The Global Community project on Information Technologies and Social Development is designed to explore the institutional and policy
environment affecting the likelihood that new information and communications technologies can be used to improve the lives of large
numbers of people in low-income countries.
In low-income countries where institutions exist and provide a positive learning environment, improved access to information or communications is a vital element in people's potential well-being.
Information and communications technologies (ICTs) such as the Internet can play a role in improving the level of living and quality of
life of people.
Low-income countries depend on development assistance and on foreign institutions to create both an adequate telecommunications
infrastructure and a regulatory framework. A relative lack of access to ICT is a strategic disadvantage that should be tackled
distinctly from the multitude of other development challenges.
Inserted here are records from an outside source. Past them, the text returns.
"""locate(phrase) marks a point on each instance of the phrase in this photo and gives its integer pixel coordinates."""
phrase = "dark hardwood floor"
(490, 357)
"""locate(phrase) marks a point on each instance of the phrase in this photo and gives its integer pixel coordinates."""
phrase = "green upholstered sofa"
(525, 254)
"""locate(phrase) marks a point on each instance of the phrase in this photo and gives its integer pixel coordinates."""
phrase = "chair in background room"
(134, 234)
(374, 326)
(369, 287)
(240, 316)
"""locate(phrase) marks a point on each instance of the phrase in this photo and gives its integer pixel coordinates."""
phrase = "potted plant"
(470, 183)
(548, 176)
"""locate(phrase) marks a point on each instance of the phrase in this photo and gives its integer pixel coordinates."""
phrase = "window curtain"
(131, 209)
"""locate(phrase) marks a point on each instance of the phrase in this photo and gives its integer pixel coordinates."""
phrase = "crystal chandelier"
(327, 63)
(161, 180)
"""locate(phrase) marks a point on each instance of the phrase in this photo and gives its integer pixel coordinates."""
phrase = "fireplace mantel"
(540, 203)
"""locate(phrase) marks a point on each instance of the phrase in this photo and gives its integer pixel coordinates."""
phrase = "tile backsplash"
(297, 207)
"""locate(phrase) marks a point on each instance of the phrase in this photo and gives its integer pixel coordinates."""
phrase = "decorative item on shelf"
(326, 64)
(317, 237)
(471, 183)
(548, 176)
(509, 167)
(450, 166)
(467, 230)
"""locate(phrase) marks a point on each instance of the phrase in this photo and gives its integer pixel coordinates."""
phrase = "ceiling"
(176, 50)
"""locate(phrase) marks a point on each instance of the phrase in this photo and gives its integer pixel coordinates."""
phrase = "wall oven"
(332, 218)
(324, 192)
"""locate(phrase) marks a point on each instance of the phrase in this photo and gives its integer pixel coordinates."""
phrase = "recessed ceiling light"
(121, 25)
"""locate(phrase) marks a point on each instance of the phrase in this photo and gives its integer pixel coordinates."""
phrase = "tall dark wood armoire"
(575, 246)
In some cases, Internet use may prove too expensive or too difficult for local people to maintain, and thus be unsustainable. And in others,
the Internet is simply not the best medium for supporting local socioeconomic and political progress.
In many low-countries mobile telephones have transformed people's quality of life. Digital radio stations are reaching a wide public
in an interactive way through call-in programmes.
Monitoring of local elections are reported by radio. Satellite television enormously expands the range of programming
available.
Video cassettes provide uncensored news to a network of viewers, at the same time that cassettes
allow millions of migrants to stay in touch with their families back home.